One of many thorny issues in PIP litigation involves the defective denial rule. Specifically, when is a denial defective? The test, as it has been understood, involves the making of numerous mistakes or material mistake(s) in the denial of claim form. The test is fact specific and whenever anyone asks me whether a denial of claim form is defective, it is many times quite difficult to give a definitive answer.
Today’s case only makes the waters murkier – as if the waters weren’t contaminated enough – since the court now holds that a denial is not defective if the mistakes are: inconsequential or do not prejudice the claimant. So, now we have more parameters to litigate within this realm of no-fault practice.
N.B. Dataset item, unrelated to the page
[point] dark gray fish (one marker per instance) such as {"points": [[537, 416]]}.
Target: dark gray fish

St. Barnabas Hosp. v Penrac, Inc., 2010 NY Slip Op 09122 (2d Dept. 2010):
Plaintiff argued that “[d]efendant’s denial of the claim…was invalid because the denial of claim form mistakenly identified the hospital’s collection agent, rather than the hospital, as the claimant and provider of services.”
“[w]hile the hospital based its own motion for summary judgment, and its opposition to the defendant’s motion, on its assertion that the defendant’s denial of claim form contained errors which rendered it fatally defective and a nullity (see e.g. St. Barnabas Hosp. v Allstate Ins. Co., 66 AD3d 996; Nyack Hosp. v Metropolitan Prop. & Cas. Ins. Co., 16 AD3d 564; Nyack Hosp. v State Farm Mut. Auto. Ins. Co., 11 AD3d 664), the errors complained of were inconsequential and posed no possibility of confusion or prejudice to the hospital under the circumstances [*2]of this case.